Monday, September 15, 2008

OPTiMiSM


so...
today's been kind of like emotional waves. feelings of happiness and sadness. joy and pain. optimism and doubt. feeling unlovable and lovable. however, God is good; and because of that, i am grateful. grateful for all the doors that He's opened, opening, and even closed for me. i've often wondered why there were certain things in my life that i have yet to obtain; but the more life goes on, He continues to show me.

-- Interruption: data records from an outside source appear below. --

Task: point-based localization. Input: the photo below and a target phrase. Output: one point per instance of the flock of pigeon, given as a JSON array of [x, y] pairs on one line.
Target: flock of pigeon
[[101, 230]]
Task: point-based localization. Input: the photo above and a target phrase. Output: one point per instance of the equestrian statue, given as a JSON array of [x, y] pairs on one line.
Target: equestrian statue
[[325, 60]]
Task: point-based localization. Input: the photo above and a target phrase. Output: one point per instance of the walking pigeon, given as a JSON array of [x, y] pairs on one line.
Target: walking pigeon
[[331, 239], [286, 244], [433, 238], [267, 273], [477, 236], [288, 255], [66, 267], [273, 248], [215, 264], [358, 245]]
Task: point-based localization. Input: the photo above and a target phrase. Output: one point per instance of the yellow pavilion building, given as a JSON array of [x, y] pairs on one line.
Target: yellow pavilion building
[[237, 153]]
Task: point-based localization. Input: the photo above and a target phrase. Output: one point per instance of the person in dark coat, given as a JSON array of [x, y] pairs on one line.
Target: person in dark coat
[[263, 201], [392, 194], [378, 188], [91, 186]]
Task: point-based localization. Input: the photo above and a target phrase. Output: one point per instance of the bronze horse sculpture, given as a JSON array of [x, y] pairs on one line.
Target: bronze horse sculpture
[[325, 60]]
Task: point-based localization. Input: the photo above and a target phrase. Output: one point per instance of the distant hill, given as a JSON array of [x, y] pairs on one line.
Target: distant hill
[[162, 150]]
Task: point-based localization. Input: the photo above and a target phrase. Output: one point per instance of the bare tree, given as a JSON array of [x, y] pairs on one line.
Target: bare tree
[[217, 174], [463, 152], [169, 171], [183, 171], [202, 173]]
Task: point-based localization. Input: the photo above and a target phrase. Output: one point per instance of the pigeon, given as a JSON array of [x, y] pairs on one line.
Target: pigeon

He shows me that if i just follow Him, in His time all things will be revealed to me, through Him! -smile- . so until then, i'll just press on. i'll continue to "smile, when i don't feel like smiling. sit back and ride, when i feel like driving." sigh. i am very excited, though, about some up-and-coming musical ventures that have been placed in front of me. i can really feel God moving this train faster and faster; before i know it, i'll be like "wait! slow down! when did this all happen?!?!" HA! the feeling of FINALLY! :-) after all, "it's not empty space in front of me, it's my growing room" - yeah, that's what my Dad says. Love him! n e way, so i'm getting ready to sing, sing sing... exciting. i've been waiting for this my whole life and i can finally feel my prayers and works manifesting into a reality that i've always dreamed about. yeah, that's it. it's gonna be beautiful. :-)

kort.

p.s. i love the feeling of maturation!